Estive no Oxford Internet Institute ano passado, fazendo o Summer Doctoral Programme deles e a estada lá confirmou todas as boas espectativas que eu tinha quanto a eles e quanto a esse ramo de pesquisa. Especialmente a linha de pesquisa dos professores que publicaram o Political Turbulence: a forma como eles questionam liderança em política na época dos meios digitais, de big data, de mídias sociais é sensacional — me cativou. Ainda se você procura uma pós, esse ano eles inauguram cursos de mestrado e doutorado em Social Data Science.

Saber programar ou não saber programar

Eu, de fato, tinha noções de programação desde… desde criancinha. Mas fui aprender muito sobre linguagens “modernas”, metodologias ágeis, boas práticas etc. bem recentemente. No meio do meu doutorado em Sociologia, por lazer a princípio. E me empolguei. Gosto de Python pois ele resolve muitas coisas: análise e visualização de dados, automatização de coleta e raspagem de dados, desenvolvimento de APIs e aplicativos web, ferramentas para ajudar no dia-a-dia… isso me empolga muito no Python. E, além de tudo isso, é uma linguagem super fácil de aprender.

Mas apesar disso você não precisa aprender a programar. Você precisa entender da dinâmica e das limitações da tecnologia, mas não precisa necessariamente aprender a programar. O ponto que tem sido muito valorizado, no entanto, é que saber programar te abre pelo menos duas portas interessantes: você tem mais autonomia para coletar e mesclar dados, e mais propriedade para questionar os dados, as plataformas digitais etc. Até onde eu sei, nem Gabriella Coleman nem Luciano Floridi, por exemplo, são programadores, nem de passatempo. E mesmo assim tem trabalhos interessantíssimos, valisosíssimos. Ela na área de cultura hacker e ele na de ética na era da informação:

Começando a programar

Diversos acadêmicos nas ciência sociais tem conhecimento sobre programação e tem feito centenas de pesquisas boas também, mesmo que não usem código diretamente nos trabalhos: é o caso, por exemplo, da danah boyd com um sensacional trabalho sobre adolescentes e privacidade em redes sociais, ou do James Allen-Robertson, um dos meus orientadores, e a pesquisa sobre a indústria cultural digital e a cultura hacker.

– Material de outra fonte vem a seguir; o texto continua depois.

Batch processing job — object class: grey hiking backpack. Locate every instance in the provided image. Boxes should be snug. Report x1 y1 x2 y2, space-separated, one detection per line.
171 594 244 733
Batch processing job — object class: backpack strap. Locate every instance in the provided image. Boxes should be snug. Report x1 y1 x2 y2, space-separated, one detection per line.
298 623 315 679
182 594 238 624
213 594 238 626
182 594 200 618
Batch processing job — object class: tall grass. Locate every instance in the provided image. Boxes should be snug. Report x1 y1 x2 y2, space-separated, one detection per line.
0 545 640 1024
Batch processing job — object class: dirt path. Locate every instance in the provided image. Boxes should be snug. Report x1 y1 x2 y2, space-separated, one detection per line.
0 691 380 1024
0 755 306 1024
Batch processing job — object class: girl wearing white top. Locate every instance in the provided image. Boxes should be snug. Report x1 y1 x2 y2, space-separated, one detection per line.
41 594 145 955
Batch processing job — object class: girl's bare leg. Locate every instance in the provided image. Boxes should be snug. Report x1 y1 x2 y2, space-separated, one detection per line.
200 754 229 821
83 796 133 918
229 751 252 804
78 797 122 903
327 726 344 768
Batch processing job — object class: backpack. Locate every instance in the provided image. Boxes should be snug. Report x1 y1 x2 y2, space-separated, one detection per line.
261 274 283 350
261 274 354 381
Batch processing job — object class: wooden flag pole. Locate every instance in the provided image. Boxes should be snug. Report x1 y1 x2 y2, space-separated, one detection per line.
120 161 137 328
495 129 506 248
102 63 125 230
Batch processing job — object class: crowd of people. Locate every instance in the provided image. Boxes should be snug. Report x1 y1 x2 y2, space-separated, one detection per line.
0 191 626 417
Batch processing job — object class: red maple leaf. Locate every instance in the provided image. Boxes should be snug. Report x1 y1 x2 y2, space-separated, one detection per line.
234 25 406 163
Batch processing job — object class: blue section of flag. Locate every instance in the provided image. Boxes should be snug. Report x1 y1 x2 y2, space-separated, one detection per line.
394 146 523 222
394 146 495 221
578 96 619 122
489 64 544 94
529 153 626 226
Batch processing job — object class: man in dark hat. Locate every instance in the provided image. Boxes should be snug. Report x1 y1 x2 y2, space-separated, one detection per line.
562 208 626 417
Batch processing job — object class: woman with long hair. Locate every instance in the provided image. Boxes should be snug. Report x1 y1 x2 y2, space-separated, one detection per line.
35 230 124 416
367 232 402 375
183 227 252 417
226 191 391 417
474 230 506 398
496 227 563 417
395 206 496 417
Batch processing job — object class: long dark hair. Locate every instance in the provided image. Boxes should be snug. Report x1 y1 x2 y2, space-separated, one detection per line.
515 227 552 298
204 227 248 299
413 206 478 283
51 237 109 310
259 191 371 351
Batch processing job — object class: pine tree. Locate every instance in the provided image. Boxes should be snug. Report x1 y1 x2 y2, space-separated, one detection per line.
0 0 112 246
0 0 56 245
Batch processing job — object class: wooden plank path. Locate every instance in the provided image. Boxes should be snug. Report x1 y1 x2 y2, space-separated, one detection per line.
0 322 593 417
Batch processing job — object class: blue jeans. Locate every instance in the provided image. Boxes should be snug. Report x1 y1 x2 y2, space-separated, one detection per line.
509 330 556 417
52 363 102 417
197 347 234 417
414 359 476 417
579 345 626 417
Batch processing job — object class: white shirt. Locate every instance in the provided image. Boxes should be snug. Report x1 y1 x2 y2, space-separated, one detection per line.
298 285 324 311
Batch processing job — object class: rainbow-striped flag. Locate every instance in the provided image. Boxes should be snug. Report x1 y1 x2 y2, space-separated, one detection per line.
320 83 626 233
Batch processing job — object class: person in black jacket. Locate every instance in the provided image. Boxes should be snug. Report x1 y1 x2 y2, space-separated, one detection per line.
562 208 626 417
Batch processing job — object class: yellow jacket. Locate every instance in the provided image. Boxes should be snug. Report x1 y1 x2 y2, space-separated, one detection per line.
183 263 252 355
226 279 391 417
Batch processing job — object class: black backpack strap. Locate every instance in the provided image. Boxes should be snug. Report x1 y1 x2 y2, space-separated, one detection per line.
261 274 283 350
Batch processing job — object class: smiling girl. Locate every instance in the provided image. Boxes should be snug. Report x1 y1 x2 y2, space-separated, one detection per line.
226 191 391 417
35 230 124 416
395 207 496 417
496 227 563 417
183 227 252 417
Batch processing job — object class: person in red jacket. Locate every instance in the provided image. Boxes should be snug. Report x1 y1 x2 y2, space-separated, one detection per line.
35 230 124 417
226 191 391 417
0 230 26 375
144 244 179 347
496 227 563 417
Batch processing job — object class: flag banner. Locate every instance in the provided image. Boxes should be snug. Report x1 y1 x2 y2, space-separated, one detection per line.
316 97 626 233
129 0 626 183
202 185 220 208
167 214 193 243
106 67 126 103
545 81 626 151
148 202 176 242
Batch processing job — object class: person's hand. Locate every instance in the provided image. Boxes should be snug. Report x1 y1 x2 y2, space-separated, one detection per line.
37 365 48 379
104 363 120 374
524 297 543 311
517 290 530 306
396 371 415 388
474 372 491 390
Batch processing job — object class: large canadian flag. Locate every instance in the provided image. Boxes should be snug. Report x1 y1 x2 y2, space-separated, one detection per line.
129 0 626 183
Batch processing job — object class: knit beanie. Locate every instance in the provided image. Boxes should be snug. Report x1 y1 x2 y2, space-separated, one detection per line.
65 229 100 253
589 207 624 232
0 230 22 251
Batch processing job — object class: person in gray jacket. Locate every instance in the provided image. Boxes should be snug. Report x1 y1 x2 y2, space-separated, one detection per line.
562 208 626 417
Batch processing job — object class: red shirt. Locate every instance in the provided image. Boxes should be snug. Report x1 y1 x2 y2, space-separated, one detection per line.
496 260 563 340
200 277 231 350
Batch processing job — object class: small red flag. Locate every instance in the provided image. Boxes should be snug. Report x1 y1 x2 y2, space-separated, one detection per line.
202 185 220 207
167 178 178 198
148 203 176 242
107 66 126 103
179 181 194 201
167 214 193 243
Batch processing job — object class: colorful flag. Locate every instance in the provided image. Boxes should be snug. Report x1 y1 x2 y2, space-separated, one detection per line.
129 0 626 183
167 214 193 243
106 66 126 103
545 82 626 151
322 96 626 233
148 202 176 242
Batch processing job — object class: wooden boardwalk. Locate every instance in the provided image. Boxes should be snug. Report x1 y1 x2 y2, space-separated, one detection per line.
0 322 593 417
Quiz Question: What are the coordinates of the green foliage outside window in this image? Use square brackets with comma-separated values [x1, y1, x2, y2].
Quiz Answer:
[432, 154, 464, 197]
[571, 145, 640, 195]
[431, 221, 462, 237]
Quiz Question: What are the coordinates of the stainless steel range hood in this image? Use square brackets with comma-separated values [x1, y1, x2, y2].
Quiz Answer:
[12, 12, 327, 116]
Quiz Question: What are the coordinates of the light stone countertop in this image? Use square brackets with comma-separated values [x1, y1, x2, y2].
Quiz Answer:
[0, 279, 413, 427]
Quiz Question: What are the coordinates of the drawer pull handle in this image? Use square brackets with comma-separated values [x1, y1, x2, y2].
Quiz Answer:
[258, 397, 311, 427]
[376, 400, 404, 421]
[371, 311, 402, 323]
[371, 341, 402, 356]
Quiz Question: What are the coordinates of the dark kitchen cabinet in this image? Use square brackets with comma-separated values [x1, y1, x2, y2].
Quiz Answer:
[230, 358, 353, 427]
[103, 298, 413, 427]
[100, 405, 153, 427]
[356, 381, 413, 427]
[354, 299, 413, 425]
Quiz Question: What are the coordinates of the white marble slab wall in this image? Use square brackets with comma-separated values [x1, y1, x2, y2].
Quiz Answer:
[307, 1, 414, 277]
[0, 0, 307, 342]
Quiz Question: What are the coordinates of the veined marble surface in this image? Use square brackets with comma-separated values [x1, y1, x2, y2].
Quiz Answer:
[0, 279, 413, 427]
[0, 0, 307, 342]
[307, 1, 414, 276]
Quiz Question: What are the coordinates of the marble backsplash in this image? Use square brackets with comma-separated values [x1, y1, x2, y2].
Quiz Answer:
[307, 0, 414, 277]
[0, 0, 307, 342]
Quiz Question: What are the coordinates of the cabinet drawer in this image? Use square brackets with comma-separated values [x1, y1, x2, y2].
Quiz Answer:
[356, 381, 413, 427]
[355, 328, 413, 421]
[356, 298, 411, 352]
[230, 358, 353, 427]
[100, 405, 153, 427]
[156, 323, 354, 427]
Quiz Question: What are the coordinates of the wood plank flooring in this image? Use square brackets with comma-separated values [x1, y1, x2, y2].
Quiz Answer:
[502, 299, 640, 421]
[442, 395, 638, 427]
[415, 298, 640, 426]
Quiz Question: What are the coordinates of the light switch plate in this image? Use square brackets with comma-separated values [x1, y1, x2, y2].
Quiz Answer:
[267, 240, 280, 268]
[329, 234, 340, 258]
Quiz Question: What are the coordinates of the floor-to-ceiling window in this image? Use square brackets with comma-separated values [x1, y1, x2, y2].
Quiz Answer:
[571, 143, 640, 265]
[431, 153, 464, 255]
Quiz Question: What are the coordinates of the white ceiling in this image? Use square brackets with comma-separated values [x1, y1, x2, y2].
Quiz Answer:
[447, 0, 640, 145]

Claro que existe ainda outra possibilidade: usar a programação como parte da metodologia de pesquisa nas ciências sociais, como é o caso do Taha Yasseri, um dos autores do Political Turbulence que mencionei antes, ou do meu colega daquele curso que fiz em Oxford, Felix Victor Münch… então pode ser que você realmente queira aprender a programar.

Quando (re)comecei, ou seja, quando fui aprender coisas mais modernas depois de um período de uns 7 anos sem programar, aprendi muito de Python com essas fontes aqui, talvez seja um bom começo.

Comemorando meu primeiro Pull Request aceito em um pacote de código aberto (2014)
Comemorando meu primeiro Pull Request aceito em um pacote de código aberto (2014)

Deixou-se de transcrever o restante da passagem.